Full-text search using n-gram matching for the Mongoid ODM. Works for MongoDB 1.6, support for 1.8 coming soon.
Suppose you have an Artist
model and want to index each artist's name:
class Artist
include Mongoid::Document
include Mongoid::FullTextSearch
field :first_name
field :last_name
def name
[first_name, last_name].join(' ')
end
fulltext_search_in :name
end
The fulltext_search_in
directive will index the full name of the artist, so now
you can call:
Artist.fulltext_search("vince vangogh")
which will return an array of the Artist instances that best match the search string. Most likely, Vincent van Gogh will be included in the results.
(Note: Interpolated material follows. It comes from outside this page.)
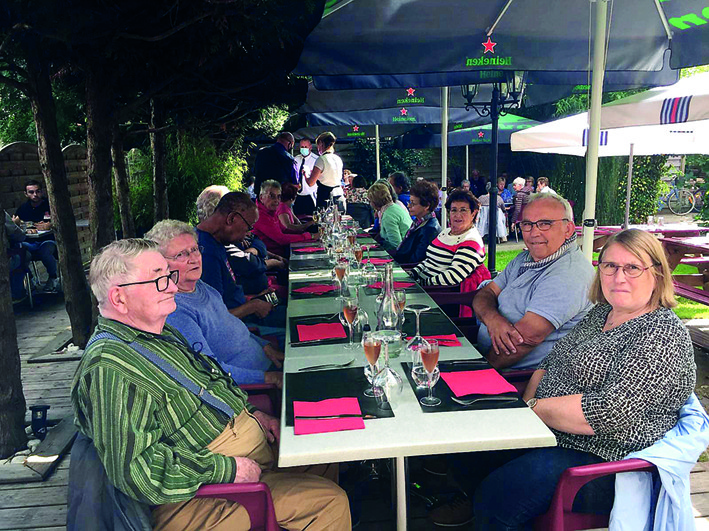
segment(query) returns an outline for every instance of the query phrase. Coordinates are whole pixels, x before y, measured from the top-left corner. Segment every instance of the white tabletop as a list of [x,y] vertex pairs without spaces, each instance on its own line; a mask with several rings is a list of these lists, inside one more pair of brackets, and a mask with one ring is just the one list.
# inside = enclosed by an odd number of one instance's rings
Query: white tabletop
[[[403,278],[404,275],[405,273],[398,269],[395,276]],[[329,276],[329,270],[291,273],[290,280],[323,280]],[[414,303],[437,307],[426,293],[407,293],[407,305]],[[375,297],[362,294],[360,304],[369,313],[372,323],[373,319],[376,319]],[[299,300],[291,298],[288,316],[331,315],[339,309],[340,303],[334,297]],[[414,314],[406,312],[406,318],[414,319]],[[425,319],[424,313],[421,316],[422,322]],[[344,345],[291,347],[289,328],[286,326],[286,373],[318,363],[341,363],[352,358],[355,361],[351,367],[364,367],[366,364],[361,349],[348,351],[343,348]],[[441,361],[481,357],[467,339],[459,339],[463,344],[461,347],[441,347]],[[366,420],[364,430],[296,436],[293,427],[285,425],[284,407],[281,417],[279,466],[534,448],[556,444],[549,428],[528,408],[423,413],[404,374],[402,361],[411,361],[405,352],[401,357],[391,360],[391,368],[396,370],[404,381],[403,392],[392,398],[395,416]],[[284,397],[286,385],[287,378],[284,382]]]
You can index multiple fields with the same index, so we can get the same effect of our Artist index above using:
class Artist
include Mongoid::Document
include Mongoid::FullTextSearch
field :first_name
field :last_name
fulltext_search_in :first_name, :last_name
end
To restrict the number of results returned, pass the :max_results
parameter to fulltext_search
:
Artist.fulltext_search("vince vangogh", :max_results => 5)
If you don't specify a field to index, the default is the result of to_s
called on the object.
The following definition will index the first and last name of an artist:
class Artist
include Mongoid::Document
include Mongoid::FullTextSearch
field :first_name
field :last_name
def to_s
'%s %s' % [first_name, last_name]
end
fulltext_search_in
end
The full-text index is stored in a separate MongoDB collection in the same database as the
models you're indexing. By default, the name of this collection is generated for you. Above,
a collection named something like mongoid_fulltext.index_artist_0
will be created to
hold the index data. You can override this naming and provide your own collection name with
the :index_name parameter:
class Artwork
include Mongoid::Document
include Mongoid::FullTextSearch
field :title
fulltext_search_in :title, :index_name => 'mongoid_fulltext.foobar'
end
You can also create multiple indexes on a single model, in which case you'll want to provide index names:
class Artwork
include Mongoid::Document
include Mongoid::FullTextSearch
field :title
field :artist_name
field :gallery_name
filed :gallery_address
fulltext_search_in :title, :index_name => 'title_index'
fulltext_search_in :artist_name, :index_name => 'artist_name_index'
fulltext_search_in :gallery_name, :gallery_address, :index_name => 'gallery_index'
end
The index names are helpful now because you'll have to specify which one you want to use when you
call fulltext_search
:
Artwork.fulltext_search('warhol', :index => 'artist_name_index')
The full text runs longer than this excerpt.